Der Osten fährt SUV

SUV stehen oft in der Kritik und teilweise wurden Beschränkungen gefordert. Verivox hat ausgewertet, wo die Fahrzeuge besonders beliebt sind.

Der Osten fährt SUV

In Mecklenburg-Vorpommern ist der Anteil von SUV am höchsten, in Bremen am niedrigsten. Das zeigt eine Auswertung von Kfz-Versicherungsabschlüssen bei Verivox. In Bundesländern, wo mehr ältere Menschen leben, werden auch mehr SUV gekauft.

Elf Prozent aller Autos sind SUV

Jeder achte Pkw in den ostdeutschen Bundesländern Mecklenburg-Vorpommern, Thüringen und Brandenburg ist ein SUV. Sie liegen damit an der Spitze des Bundesländer-Rankings. Bundesweit liegt der Anteil bei elf Prozent. Am niedrigsten ist er in Bremen mit neun Prozent.

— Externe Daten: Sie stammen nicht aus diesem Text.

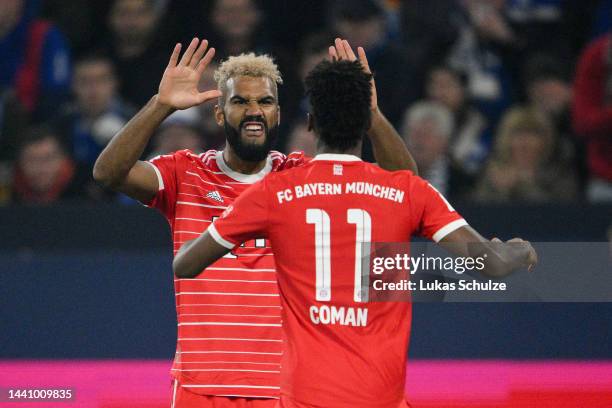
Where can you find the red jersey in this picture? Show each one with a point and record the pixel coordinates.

Am Geld liegt’s vermutlich nicht

Die Gleichung „Mehr Geld, mehr SUV“ gilt nicht, im Gegenteil. In Bundesländern mit geringerem Einkommen fahren mehr Menschen SUV. Gerade die drei ostdeutschen Bundesländer liegen beim Haushaltseinkommen auf den hinteren Plätzen. Bayern, Baden-Württemberg und Hamburg, die Länder mit den höchsten Einkommen, erreichen beim SUV-Anteil die Plätze 6, 13 und 11.

Analysiert man nur die großen SUV (wie Audi Q7 und BMW X5) und Geländewagen, ändert sich das Bild. Die ostdeutschen Bundesländer Sachsen-Anhalt, Thüringen und Sachsen haben gemeinsam mit dem Saarland die niedrigste Dichte großer SUV. Die drei Nordländer Schleswig-Holstein, Mecklenburg-Vorpommern und Hamburg liegen auf den ersten Plätzen. Bayern und Baden-Württemberg belegen die Plätze sieben und acht.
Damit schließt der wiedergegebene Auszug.